Desktop Firefox New Profile Pings reporting "default" and "restart" as startup_profile_selection_reason
Categories
(Data Platform and Tools :: General, defect)
Tracking
(Not tracked)
People
(Reporter: shong, Unassigned)
References
(Blocks 1 open bug)
Details
Issue
From May 4th - May 19th 2023, an unusually high number of new profile pings are reporting "restart" or "default" as the startup_profile_selection_reason
.
new profile pings - profile selection reason
This effect is even more pronounced when we isolate to the subset of installs and new profiles that qualify as "mozorg windows funnel" (defined here).
Here is the ratio of mozorg windows funnel installs vs new profiles:
Overview NP and Installs MozOrg Only
From May 4th to May 19th 2023, we see the ratio of new profiles to new installs drop from the 90s to the 70s. That's because one of the qualifiers for mozorg windows funnel is startup_profile_selection_reason = 'firstrun-created-default'
.
New profiles that would normally report startup_profile_selection_reason = 'firstrun-created-default'
seem to be reporting "restart" or "default" instead over this period.
deepdive miscategorized pings - Startup reason
After this period, behavior seems to return to normal.
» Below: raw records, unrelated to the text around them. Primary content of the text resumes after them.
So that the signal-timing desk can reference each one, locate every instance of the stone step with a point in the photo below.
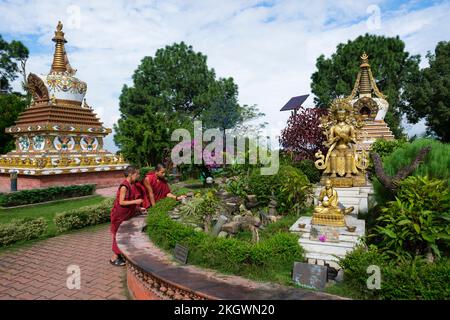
(322, 257)
(342, 237)
(338, 249)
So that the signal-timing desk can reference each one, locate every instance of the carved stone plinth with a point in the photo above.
(345, 182)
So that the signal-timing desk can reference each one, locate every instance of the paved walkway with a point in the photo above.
(39, 271)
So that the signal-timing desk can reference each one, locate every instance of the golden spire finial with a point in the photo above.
(365, 60)
(59, 59)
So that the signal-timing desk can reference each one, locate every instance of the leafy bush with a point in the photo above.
(144, 171)
(290, 187)
(434, 166)
(386, 147)
(48, 194)
(417, 222)
(83, 217)
(412, 279)
(22, 229)
(238, 186)
(310, 170)
(273, 255)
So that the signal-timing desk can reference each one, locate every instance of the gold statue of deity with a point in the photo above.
(329, 213)
(342, 161)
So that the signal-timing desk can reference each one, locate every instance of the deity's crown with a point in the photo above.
(340, 105)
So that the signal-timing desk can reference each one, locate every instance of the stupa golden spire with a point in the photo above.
(59, 57)
(365, 83)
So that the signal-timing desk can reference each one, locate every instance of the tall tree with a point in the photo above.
(428, 93)
(10, 54)
(391, 66)
(170, 91)
(11, 104)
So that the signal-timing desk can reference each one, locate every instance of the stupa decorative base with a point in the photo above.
(345, 182)
(337, 241)
(102, 179)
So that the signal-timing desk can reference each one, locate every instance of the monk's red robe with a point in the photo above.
(121, 213)
(141, 193)
(160, 187)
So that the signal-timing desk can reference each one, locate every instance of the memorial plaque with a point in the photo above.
(309, 275)
(180, 253)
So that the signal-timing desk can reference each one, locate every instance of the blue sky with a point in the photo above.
(268, 47)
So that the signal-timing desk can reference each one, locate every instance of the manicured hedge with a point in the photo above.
(21, 229)
(42, 195)
(270, 259)
(416, 279)
(85, 216)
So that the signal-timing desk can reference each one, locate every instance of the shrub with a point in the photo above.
(275, 254)
(238, 186)
(412, 279)
(144, 171)
(310, 170)
(83, 217)
(434, 166)
(48, 194)
(385, 147)
(417, 221)
(290, 187)
(21, 230)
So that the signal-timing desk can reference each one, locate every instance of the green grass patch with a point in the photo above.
(23, 245)
(269, 260)
(47, 211)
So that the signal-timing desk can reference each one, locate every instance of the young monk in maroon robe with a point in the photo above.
(157, 186)
(125, 206)
(141, 193)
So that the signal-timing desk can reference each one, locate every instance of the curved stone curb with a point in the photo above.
(152, 274)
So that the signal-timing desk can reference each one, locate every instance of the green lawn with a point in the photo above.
(47, 211)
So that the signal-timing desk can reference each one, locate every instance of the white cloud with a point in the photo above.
(269, 48)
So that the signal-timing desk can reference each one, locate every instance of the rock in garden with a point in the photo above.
(222, 234)
(231, 227)
(340, 276)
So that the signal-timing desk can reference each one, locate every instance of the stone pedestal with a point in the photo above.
(102, 179)
(318, 252)
(361, 198)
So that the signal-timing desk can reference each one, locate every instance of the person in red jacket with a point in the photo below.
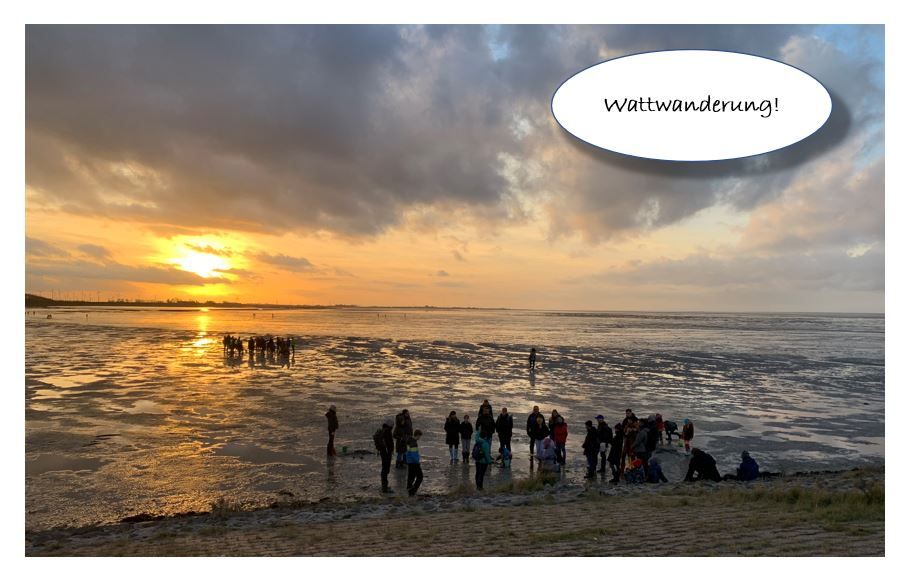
(560, 434)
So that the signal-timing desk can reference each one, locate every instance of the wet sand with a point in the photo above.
(140, 412)
(817, 514)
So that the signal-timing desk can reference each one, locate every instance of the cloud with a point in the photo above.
(283, 262)
(348, 129)
(95, 251)
(40, 248)
(829, 270)
(207, 249)
(112, 271)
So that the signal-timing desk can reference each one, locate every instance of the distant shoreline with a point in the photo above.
(38, 302)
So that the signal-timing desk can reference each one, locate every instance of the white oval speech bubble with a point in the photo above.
(691, 105)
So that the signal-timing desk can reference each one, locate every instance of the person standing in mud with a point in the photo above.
(531, 424)
(484, 459)
(560, 435)
(605, 437)
(414, 469)
(386, 449)
(687, 434)
(466, 430)
(630, 429)
(403, 430)
(538, 433)
(486, 424)
(332, 426)
(484, 407)
(504, 425)
(452, 435)
(616, 452)
(591, 447)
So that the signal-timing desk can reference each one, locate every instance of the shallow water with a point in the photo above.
(137, 410)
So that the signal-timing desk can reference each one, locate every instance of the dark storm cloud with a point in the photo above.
(283, 262)
(819, 271)
(344, 128)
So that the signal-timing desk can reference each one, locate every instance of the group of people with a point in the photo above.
(628, 447)
(268, 345)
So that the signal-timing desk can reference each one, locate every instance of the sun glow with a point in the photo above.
(205, 256)
(202, 264)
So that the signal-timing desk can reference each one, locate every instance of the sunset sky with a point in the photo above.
(385, 165)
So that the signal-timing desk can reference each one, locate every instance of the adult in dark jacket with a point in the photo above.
(332, 426)
(387, 450)
(616, 451)
(486, 425)
(403, 429)
(452, 435)
(560, 435)
(653, 435)
(531, 423)
(703, 466)
(466, 431)
(538, 433)
(640, 445)
(591, 447)
(554, 419)
(605, 437)
(748, 469)
(504, 426)
(687, 433)
(485, 406)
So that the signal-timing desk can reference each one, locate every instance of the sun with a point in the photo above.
(207, 257)
(202, 264)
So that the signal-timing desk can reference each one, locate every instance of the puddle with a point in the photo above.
(258, 455)
(59, 463)
(67, 381)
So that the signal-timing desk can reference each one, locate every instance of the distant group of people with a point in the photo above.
(269, 345)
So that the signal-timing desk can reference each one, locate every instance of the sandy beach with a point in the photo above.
(814, 514)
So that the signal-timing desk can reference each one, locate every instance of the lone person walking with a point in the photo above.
(332, 426)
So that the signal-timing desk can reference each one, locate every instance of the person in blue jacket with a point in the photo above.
(484, 458)
(414, 469)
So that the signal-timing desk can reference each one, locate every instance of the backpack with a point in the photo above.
(378, 438)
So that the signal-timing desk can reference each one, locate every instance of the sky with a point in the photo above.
(421, 165)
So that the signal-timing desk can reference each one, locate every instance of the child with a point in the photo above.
(452, 435)
(635, 472)
(548, 455)
(670, 428)
(687, 435)
(414, 470)
(483, 457)
(466, 434)
(655, 474)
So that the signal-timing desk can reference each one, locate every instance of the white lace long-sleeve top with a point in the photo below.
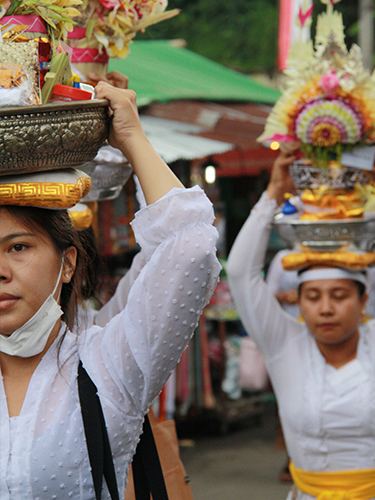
(327, 414)
(43, 453)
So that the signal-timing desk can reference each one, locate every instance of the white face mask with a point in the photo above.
(31, 338)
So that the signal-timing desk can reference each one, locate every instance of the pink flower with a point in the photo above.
(329, 83)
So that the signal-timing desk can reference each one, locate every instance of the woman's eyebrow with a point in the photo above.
(12, 236)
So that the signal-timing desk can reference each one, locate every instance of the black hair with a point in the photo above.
(57, 225)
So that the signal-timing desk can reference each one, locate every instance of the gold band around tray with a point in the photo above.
(44, 194)
(348, 260)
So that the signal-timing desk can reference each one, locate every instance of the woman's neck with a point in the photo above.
(13, 365)
(341, 353)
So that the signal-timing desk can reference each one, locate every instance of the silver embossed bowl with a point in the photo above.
(306, 176)
(51, 136)
(329, 235)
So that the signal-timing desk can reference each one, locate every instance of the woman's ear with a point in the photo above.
(70, 260)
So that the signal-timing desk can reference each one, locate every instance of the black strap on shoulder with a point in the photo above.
(147, 472)
(98, 445)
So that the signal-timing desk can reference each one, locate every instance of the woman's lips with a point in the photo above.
(7, 301)
(328, 326)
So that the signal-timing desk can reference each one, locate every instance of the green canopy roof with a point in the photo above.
(159, 71)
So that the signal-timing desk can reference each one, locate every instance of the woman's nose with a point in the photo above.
(326, 305)
(5, 272)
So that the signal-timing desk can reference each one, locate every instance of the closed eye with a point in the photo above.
(19, 247)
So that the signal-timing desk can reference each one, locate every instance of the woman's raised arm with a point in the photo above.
(126, 134)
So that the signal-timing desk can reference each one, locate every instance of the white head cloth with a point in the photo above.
(328, 273)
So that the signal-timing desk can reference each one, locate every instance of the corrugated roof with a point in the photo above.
(160, 72)
(172, 140)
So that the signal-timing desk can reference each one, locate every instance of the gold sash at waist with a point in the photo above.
(342, 485)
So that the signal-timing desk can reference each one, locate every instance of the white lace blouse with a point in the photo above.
(43, 453)
(327, 414)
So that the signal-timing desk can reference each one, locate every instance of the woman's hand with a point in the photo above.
(281, 182)
(127, 135)
(125, 124)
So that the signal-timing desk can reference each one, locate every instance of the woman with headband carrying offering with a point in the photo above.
(323, 368)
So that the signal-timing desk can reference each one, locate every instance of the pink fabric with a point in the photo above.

Can we find out what happened over this period in the product (installer, pingsender, etc.) that caused new profile pings to report "restart" or "default" as the profile selection reason instead of 'firstrun-created-default'?
Reporter | ||
Comment 1•8 months ago
|
||
After speaking with Client Telemetry DE, it sounds like New Profile Pings should never be reporting "default" or "restart" for startup_profile_selection_reason.
However, it's happening very regularly. Not just in the incident cited above, but day to day.
So this sounds like a straight up bug.
Request:
- Fix NPPs so they stop reporting "default" or "restart" for startup_profile_selection_reason
- Investigate and explain the edge cases that are leading to these values being reported currently
- Or, provide explanation for why this is happening if it is indeed expected behavior (and not a bug)
Reporter | ||
Updated•8 months ago
|
Reporter | ||
Comment 2•8 months ago
|
||
Blocking these 2 Jira tickets:
Comment 3•8 months ago
|
||
That value is set here: https://searchfox.org/mozilla-central/rev/669fac9888b173c02baa4c036e980c0c204dfe02/toolkit/profile/nsToolkitProfileService.cpp#570-571
mStartupReason
is determined in this function: SelectStartupProfile
.
After speaking with Client Telemetry DE, it sounds like New Profile Pings should never be reporting "default" or "restart" for startup_profile_selection_reason.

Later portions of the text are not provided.